Why I Won’t Donate to the Susan G. Komen Foundation
It’s breast cancer awareness month again, and pink ribbons are everywhere. My Krispy Kreme donuts were pink. The rodeo has 'Tough Enough to Wear Pink' night. Car bumpers have 'Save the Ta-Tas' stickers. A crass attempt at breast-cancer awareness has been circulating around Facebook. Prepubescent males have been sighted wearing pink arm bands with 'I Love Boobies' written on them. Even the NFL has hopped on the bandwagon with pink uniforms, gloves, shoes, etc.
I’m not even close to being a prude, but do we have to use ‘Boobie’ and ‘Ta-Ta’? I don’t consider those particular slang terms to be dignified or respectful.

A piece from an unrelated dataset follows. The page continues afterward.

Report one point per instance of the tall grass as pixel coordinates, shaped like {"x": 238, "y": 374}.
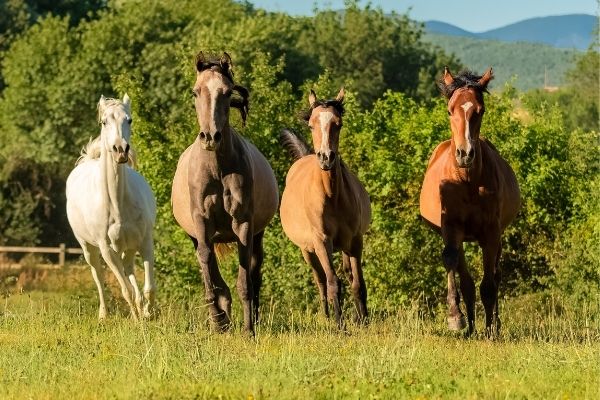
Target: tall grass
{"x": 51, "y": 346}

The Komen Campaign seems to be giving the less mature members of our society an excuse to be flippant and crude.
But none of those things are the reason that I won’t donate to Susan G. Komen.
A team of women from my workplace have been fundraising for three years for the Breast Cancer Three Day Walk. They sell baked goods and coffee to raise funds. I asked my coworker if it were possible to direct my funds toward researching the cause of the breast cancer boom. I asked if there was any way that I could ensure that my donation would not go to Planned Parenthood or any other abortion provider.
The answer came back that there was no way to guarantee that monies would go toward research and not toward Planned Parenthood and abortion. I declined monetary support of their efforts, and it was disappointing to have to do so.
Finding a cure for the 211,000 women per year who come down with breast cancer is of great importance. Of greater importance, it seems to me, would be finding the causes and preventing as many cases as possible. One cause has already been discovered. Look here for the meta-analysis of the research published in Mayo Clinic Proceedings. Here are a few tidbits I extracted from the research article:
Oral contraceptive (OC) use early in life is associated with more aggressive [breast cancer] disease.
OCs can be carcinogenic, especially when used before first full term pregnancy. The nulliparous breast is composed of undifferentiated structures, and it is only during a full-term pregnancy that the breast attains its maximum development. This development occurs in 2 distinct phases, an early growth phase and a late phase of lobular differentiation. The undifferentiated breast structures found in the nulliparous breast may be more susceptible to carcinogens than the more differentiated structures found in the fully developed breast.
The results of this meta-analysis suggest that use of OCs is associated with an increase in breast cancer risk among premenopausal women or women younger than 50 years. The greatest risk appears to be for parous women who use OCs before first full term pregnancy.
Essentially, the younger a woman is when she starts taking oral contraceptives, the greater her risk. Her risk increases again even more once she becomes pregnant and carries the child to term. This is shocking news! How many women in the US fit this description? How does taking the pill ever win in a cost benefit analysis? Is being sexually available 24/7 more important than being around to watch your own children grow up? And why are the men involved here allowing this slow poisoning of their loved ones?
This article and others like it should be getting a lot of media coverage. They are not. This is a scandal of massive magnitude. This article should have been front-page news starting the day it was published, and if the Susan G. Komen Foundation really cared about women they would become instrumental in spreading the word of this risk.
Until they take a stand for women by financing more research into the CAUSE of the breast cancer epidemic and disassociate themselves from Planned Parenthood and any other anti-woman association, they will get none of my money.